Least Competent Criminals
*Sean Barry, age 23, was arrested in Chandler, Arizona, in May after summoning police for help when he couldn't unlock the handcuffs he had playfully put on his wrists. When officers arrived they ran a routine check on Barry and discovered he had an outstanding warrant for failure to appear in court on a traffic charge. They decided to leave the cuffs on him until they got him to the station.

*John Michael Haydt, age 34, was arrested in Mountain View, California, in April and charged with burglary after he called 911 to rescue him from the Danish Concepts furniture store at 2:00 a.m. According to police, Haydt had broken in through a window but had cut himself so badly that he didn't think he could climb back out.

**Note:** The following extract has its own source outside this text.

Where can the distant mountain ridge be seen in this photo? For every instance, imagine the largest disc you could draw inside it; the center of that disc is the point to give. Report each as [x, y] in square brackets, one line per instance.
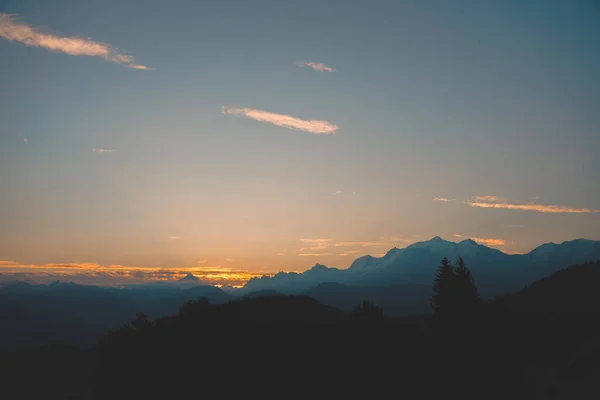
[494, 271]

*Easy Collars: Philip Racicot was arrested in Norwich, Con necticut, in April for carrying an unlicensed gun; he had called attention to himself when, while trying to hide the gun in his car, he shot himself in the buttocks. And in May a seventeen-year-old boy identified as Lukasz S. was captured by police in Bydgoszcz, Poland, after an assault; Lukasz slowed down considerably after he shot himself in the foot during the chase. And an unidentified seventeen-year-old boy fleeing police in San Francisco, California, in February after vandalizing a construction site, accidentally shot himself to death with a sawed-off shotgun he was trying to hide in his car.

*Gary Patton and two seventeen-year-olds were arrested in Grand Junction, Colorado, in January and charged with robbing a Norwest Bank branch. They were exposed when one of the teenagers sent a pair of pants to the laundry without checking the pockets, one of which, according to police, contained the trio's hold-up note: "Put the money in the bag and don't say a word or I will kill you."